My documents were handed in within three minutes and I was told to wait in the consulate until they called my name. I waited about an hour for them to call me and during that hour I overheard many conversations between visa seekers and consulate employees about missing or incorrect documents. Some people didn't know that they needed a translation of their background check others were missing medical letters. All of the people claimed that they didn't know that they needed these documents even though there was a list of required documents on the website. If nothing else, this goes to show you the importance of reading every detail. You will never be faulted for over preparedness but if you show up to a consulate appointment underprepared, they will be sure to send you home. These mistakes are avoidable, don't make them!

Finally my name was called and the consulate employees told me to hand in my money order of $160.00; they said that my visa would be ready in about a month and that I would have to come back to pick it up.

As ashamed as I am to say it, I teared up in that consulate office. It felt so good to finally be rid of the visa stress. I no longer had to worry about getting an appointment or forgetting a crucial document, I was going to get my visa. I left the consulate with my original documents in hand and a huge smile on my face. The next month would be smooth sailing.

A month later I emailed the consulate asking if I could pick up my visa and they confirmed that it was ready. The second time in the consulate office lasted less than fifteen minutes. I walked to the front of the line and told them I was picking up a visa and they handed it to me without delay. Suddenly, all of the trees I killed printing documents, the dollars I spent to get signatures and notarizations, and the hairs I ripped out due to all of the stress seemed worth it.

The visa process taught me an invaluable lesson: patience and perseverance yield great results. I've never been a quitter although I've also never been one to stick to my diets long enough to see the results I wanted either. After this seemly impossible process I knew that I could overcome the stress and the tears and make it to the finish line. I didn't run, I walked. I took baby steps and stumbled a few times along the way but nevertheless, I persisted and trust me when I say that you can too.

My friend and I made it to Spain and this reward made all of the visa headaches worth it!


-Remember that not all consulates are the same. Each state has its own requirements. Do a quick Google search to figure out which consulate you should go to and make sure you quadruple check their list of requirements

-Print multiple copies of your necessary documents and organize them with labels and binder clips. I made labels out of post its and it saved me the panic of searching for documents when I was at my visa appointment.

-Give yourself time.
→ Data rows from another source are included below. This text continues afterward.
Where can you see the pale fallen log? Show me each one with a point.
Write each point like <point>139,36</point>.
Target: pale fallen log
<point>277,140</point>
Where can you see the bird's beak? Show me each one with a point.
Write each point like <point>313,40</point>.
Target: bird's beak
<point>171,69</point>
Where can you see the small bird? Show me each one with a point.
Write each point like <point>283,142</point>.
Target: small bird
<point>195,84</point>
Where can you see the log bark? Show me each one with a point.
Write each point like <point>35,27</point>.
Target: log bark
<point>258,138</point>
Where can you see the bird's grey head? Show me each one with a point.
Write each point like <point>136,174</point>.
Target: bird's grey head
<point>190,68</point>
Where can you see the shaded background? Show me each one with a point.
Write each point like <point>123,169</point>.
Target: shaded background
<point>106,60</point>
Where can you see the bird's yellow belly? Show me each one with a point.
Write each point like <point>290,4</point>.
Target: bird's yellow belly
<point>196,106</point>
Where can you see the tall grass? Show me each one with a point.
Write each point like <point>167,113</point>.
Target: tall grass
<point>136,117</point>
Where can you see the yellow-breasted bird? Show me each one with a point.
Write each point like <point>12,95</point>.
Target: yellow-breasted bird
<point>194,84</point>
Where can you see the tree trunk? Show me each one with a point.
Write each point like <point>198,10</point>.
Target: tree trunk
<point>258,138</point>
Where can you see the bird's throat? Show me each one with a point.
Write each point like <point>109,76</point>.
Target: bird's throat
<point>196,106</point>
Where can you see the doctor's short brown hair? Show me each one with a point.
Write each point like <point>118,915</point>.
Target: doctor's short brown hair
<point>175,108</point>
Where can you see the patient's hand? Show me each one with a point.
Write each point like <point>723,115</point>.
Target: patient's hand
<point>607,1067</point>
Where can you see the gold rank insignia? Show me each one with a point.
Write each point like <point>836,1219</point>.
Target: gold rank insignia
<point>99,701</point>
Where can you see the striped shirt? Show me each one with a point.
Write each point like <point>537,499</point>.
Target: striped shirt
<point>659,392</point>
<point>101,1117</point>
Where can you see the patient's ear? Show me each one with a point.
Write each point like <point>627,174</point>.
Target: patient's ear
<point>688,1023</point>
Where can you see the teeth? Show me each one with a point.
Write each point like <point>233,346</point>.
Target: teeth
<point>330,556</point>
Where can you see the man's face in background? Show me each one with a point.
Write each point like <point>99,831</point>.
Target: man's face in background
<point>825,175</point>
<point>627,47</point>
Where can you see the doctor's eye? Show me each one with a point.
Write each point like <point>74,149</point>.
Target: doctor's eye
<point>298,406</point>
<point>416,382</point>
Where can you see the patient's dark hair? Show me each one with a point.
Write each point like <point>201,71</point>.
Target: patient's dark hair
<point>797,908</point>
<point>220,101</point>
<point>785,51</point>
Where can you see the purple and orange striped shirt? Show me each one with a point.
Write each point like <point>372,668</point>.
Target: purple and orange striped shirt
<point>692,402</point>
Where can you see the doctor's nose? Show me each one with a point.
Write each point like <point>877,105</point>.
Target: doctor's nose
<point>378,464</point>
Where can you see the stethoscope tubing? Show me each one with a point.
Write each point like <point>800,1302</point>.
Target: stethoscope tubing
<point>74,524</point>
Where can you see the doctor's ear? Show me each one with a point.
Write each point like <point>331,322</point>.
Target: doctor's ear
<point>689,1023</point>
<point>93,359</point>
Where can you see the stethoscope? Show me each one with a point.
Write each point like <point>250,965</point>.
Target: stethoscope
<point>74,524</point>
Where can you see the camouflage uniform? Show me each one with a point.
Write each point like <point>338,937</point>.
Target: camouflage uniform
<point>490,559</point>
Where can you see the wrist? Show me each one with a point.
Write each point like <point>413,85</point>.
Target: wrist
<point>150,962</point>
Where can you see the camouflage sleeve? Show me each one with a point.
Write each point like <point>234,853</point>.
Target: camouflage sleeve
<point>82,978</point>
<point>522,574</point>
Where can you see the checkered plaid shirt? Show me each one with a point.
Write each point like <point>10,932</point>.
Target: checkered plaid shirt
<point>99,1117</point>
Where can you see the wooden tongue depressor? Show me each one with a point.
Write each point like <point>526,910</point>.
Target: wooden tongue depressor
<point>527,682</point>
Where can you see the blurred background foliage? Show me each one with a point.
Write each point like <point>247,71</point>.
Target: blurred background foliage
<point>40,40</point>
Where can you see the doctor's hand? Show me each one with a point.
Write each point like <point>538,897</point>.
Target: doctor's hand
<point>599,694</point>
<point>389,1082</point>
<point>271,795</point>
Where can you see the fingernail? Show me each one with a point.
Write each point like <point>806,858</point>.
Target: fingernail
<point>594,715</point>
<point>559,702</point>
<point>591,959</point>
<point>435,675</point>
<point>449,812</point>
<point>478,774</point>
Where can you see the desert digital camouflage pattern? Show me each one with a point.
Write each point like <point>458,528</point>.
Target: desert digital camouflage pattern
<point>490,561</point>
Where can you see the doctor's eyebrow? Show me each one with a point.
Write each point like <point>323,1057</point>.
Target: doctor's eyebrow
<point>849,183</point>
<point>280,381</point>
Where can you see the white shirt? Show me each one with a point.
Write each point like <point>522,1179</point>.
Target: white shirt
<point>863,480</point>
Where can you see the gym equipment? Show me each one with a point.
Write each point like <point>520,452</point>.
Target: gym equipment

Don't book your appointment at the last minute. Remember, you need to wait at least a month to get your visa after you hand in the application. This means that you have to surrender your passport and put all of your travel plans on hold. I booked my appointment for two months before my departure and it gave me enough time to get my documents sorted and to receive my visa before my trip.

-Don't panic. As hard as this may be remember that many people apply for visas everyday. If they can do it, you can too.

-Take in the experience with open arms. Take the good, the bad, and the ugly and understand that the visa process helps you grow. You learn how to be responsible, timely, and diligent. You will get through it!